Depuis le 25 novembre jusqu'au 2 décembre, la population est invitée à déposer les armes qu'elle détient illégalement. L'objectif principal de cette démarche est d'éradiquer un stock d'armes à feu qui pourraient se révéler dangereuses si elles tombaient entre de mauvaises mains.
Dans la région, le "dispositif simplifié d'abandon" permet de remettre ces armes dans les gendarmeries ou les commissariats. À Villefranche-sur-Saône, près de 400 armes ont été déposées à la gendarmerie en quatre jours. La plupart sont des fusils de chasse et des armes de poing, désormais entreposées dans un "armodrôme".
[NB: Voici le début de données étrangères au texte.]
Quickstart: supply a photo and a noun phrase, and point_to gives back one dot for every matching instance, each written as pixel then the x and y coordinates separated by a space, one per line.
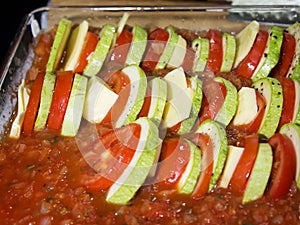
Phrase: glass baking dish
pixel 21 55
pixel 225 18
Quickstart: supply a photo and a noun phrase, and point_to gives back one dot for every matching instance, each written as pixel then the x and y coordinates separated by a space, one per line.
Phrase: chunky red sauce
pixel 42 178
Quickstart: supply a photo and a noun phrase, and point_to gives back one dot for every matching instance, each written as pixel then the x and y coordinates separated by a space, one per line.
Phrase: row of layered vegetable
pixel 228 103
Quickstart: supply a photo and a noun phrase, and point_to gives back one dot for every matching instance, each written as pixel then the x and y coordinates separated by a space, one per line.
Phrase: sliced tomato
pixel 215 55
pixel 60 99
pixel 120 84
pixel 284 165
pixel 33 104
pixel 204 143
pixel 157 41
pixel 89 46
pixel 289 96
pixel 287 52
pixel 213 99
pixel 116 148
pixel 120 51
pixel 248 65
pixel 253 126
pixel 188 61
pixel 175 154
pixel 243 169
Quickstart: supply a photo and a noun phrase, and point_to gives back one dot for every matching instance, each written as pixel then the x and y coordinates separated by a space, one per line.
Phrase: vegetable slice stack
pixel 106 79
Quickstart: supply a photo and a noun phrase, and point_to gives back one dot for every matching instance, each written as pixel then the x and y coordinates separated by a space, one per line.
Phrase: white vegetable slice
pixel 138 86
pixel 74 109
pixel 23 97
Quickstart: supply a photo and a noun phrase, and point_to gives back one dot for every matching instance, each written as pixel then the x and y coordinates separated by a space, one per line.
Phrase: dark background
pixel 11 18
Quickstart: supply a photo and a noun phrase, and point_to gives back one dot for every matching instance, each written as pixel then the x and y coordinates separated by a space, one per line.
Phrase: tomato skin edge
pixel 243 169
pixel 284 166
pixel 33 104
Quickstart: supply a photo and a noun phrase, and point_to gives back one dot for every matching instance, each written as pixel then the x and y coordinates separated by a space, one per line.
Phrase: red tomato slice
pixel 248 65
pixel 88 48
pixel 204 143
pixel 284 165
pixel 289 96
pixel 120 51
pixel 215 55
pixel 60 99
pixel 117 147
pixel 175 154
pixel 120 84
pixel 286 56
pixel 33 104
pixel 243 169
pixel 157 41
pixel 253 127
pixel 188 61
pixel 213 99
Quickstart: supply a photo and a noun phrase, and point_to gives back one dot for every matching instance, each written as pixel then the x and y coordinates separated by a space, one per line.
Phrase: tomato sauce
pixel 42 177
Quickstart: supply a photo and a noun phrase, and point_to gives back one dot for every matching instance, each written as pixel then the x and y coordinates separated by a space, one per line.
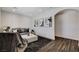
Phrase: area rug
pixel 35 46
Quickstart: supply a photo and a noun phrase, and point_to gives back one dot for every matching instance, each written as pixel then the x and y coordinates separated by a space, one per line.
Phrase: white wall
pixel 67 25
pixel 0 18
pixel 50 32
pixel 47 32
pixel 13 20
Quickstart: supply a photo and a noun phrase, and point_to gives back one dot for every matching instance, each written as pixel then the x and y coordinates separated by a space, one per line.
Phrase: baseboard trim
pixel 66 38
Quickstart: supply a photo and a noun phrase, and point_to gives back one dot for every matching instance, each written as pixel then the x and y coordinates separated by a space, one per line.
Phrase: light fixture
pixel 14 9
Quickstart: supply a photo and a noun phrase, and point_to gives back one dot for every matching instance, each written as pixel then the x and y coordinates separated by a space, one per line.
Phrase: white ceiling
pixel 27 11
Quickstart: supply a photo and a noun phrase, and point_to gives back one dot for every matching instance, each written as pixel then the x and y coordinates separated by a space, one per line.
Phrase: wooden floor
pixel 61 45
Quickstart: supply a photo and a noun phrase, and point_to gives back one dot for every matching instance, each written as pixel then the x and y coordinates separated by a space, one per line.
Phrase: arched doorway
pixel 66 24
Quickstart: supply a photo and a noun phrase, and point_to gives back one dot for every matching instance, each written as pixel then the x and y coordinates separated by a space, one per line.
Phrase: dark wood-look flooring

Les gendarmes s'assurent que ces armes ne se retourneront pas contre les forces de l'ordre, notamment lors d'interventions dans le cadre de violences intrafamiliales ou de conflits. Cette collecte vise d'abord à répertorier les armes tombées dans l'escarcelle d'une famille par héritage et à les enregistrer si ce n'est pas déjà fait.
Un gradé prend un fusil 22 long rifle dans les mains et s'assure que la chambre est vide. "On vérifie que l'arme ne soit pas chambrée, c'est-à-dire qu'il n'y ait pas de projectile à l'intérieur de la chambre. Puis on regarde le numéro de série, car chaque arme en possède un. Et on l'enregistre dans notre fichier d'armes récupérées."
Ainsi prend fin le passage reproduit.